IT’S FOR THE VITAMINS
Every holiday feast has its own festive beverage, so of course, a Barbados Tropical Christmas will not disappoint. Sorrel is the traditional Bajan beverage. This spiced, floral drink even looks like Christmas, and that’s when it is enjoyed the most. The dark red drink is preferred over eggnog and has a tart, yet citrusy flavor, much like tamarind, another plant found in the Caribbean. Also, it’s filled with Vitamins A and C, so why wait to try it?
2 cups dried sorrel buds
1 cup sugar
1 1/2 cup grated ginger
1 cinnamon stick
1 1/2 cup grated orange zest (optional)
3 whole cloves
2 cups boiling water
First, bring 2 cups of water to a boil. Place 1 cup of sugar in a jug and add boiling water. Stir until the sugar dissolves.

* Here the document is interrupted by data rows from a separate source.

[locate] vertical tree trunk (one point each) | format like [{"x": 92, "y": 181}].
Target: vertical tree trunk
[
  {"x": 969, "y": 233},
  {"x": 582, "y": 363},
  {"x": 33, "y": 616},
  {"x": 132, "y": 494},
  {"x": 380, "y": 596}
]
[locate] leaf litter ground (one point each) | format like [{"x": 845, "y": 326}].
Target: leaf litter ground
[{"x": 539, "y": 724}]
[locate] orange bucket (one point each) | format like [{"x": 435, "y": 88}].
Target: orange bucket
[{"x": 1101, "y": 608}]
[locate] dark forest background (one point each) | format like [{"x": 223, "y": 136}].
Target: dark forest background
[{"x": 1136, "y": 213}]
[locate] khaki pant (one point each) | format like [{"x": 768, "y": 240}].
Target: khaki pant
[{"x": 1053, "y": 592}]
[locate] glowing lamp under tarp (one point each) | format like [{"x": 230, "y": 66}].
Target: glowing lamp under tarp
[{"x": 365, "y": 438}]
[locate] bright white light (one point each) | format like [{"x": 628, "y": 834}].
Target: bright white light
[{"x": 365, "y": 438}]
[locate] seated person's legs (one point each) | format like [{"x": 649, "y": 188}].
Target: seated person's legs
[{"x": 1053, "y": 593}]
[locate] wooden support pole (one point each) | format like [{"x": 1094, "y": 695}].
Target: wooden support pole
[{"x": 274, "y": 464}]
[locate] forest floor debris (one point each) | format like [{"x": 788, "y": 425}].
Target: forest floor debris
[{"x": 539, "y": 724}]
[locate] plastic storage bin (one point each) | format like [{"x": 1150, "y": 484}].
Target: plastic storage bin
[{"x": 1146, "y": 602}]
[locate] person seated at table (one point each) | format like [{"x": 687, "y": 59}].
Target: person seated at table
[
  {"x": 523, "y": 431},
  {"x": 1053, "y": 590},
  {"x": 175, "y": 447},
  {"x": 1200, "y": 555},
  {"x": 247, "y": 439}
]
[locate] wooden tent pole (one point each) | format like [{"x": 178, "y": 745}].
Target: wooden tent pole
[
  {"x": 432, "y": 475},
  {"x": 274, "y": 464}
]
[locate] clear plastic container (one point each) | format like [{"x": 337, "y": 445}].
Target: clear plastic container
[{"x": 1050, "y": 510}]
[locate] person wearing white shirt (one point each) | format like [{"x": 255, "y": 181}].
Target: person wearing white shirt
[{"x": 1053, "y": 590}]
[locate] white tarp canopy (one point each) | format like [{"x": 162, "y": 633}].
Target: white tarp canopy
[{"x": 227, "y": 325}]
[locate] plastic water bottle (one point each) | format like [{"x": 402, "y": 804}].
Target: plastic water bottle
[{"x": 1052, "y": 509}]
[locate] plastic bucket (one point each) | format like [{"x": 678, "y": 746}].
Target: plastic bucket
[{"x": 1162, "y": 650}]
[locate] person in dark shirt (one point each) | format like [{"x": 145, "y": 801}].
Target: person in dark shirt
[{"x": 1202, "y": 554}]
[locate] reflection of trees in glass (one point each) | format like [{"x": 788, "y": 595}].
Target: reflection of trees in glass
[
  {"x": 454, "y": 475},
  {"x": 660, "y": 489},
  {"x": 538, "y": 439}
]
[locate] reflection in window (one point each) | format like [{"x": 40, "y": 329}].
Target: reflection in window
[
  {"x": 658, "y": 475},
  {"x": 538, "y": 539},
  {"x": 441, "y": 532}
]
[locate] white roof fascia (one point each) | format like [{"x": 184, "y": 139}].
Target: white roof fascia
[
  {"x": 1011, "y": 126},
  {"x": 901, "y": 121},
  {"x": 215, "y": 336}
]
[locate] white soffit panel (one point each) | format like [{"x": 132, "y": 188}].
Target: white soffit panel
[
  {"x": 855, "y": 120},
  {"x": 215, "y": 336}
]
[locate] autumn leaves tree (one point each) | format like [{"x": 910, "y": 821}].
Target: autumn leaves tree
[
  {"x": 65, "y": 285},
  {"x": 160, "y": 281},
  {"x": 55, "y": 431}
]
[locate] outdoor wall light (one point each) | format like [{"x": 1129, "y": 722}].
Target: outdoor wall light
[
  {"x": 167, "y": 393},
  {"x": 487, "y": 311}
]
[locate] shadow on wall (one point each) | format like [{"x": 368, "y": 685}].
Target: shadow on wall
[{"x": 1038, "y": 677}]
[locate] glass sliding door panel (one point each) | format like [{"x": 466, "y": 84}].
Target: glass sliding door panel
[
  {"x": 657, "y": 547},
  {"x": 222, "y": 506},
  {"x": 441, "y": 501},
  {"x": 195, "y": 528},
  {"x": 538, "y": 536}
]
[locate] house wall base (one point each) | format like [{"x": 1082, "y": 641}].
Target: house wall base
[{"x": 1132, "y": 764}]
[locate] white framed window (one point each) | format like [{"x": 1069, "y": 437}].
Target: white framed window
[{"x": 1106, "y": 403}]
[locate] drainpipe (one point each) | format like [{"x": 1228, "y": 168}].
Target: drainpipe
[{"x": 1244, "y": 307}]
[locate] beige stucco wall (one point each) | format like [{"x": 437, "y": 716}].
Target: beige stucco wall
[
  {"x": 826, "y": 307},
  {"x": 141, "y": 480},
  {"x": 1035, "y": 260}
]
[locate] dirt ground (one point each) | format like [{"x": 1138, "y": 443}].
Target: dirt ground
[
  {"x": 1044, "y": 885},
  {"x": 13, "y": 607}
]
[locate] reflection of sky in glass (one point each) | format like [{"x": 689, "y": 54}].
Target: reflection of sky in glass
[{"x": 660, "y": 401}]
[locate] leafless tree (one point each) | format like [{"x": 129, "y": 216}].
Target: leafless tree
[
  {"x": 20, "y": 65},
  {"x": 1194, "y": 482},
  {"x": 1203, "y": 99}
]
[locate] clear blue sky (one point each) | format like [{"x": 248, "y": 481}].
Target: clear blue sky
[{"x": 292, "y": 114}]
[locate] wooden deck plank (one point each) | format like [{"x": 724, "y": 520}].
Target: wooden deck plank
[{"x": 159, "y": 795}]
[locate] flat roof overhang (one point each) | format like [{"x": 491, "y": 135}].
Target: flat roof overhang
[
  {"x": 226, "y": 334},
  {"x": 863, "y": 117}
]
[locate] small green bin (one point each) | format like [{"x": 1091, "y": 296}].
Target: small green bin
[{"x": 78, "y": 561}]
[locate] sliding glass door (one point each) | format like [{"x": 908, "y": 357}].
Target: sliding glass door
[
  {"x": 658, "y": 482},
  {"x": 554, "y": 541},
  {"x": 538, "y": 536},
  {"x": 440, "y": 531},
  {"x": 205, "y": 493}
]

Next, place dried sorrel in a large bowl with grated ginger, the juice of one lime, the cinnamon stick, and cloves. Gently pour boiled water and sugar mixture into the bowl.
Finally, allow it to sit and steep for approximately 45 minutes. Refrigerate overnight (24 to 48 hours) for stronger flavor. Strain when ready to serve (to remove excess grounds.)
Optional: Add simple syrup and/or Rum for added flavor. Serve over ice!
BEST GIFT EVER
Clearly, we’ve described a bucket-list holiday. In fact, the more I shared, I’m actually wondering how much a last-minute ticket would be. I’m sure it wouldn’t be the cheapest gift to myself, but it would sooo be worth it…
Undoubtedly, a Barbados Tropical Christmas is an enchanting vacation. It is truly the best of both worlds; You will experience an abundance of holiday cheer and you would be sitting on a world-class beach with tropical temperatures.
How fun to enjoy the breathtaking views of the sun, sand, and sea, but also to fully immerse yourself into the beautiful culture and customs of the warm and welcoming Bajan people.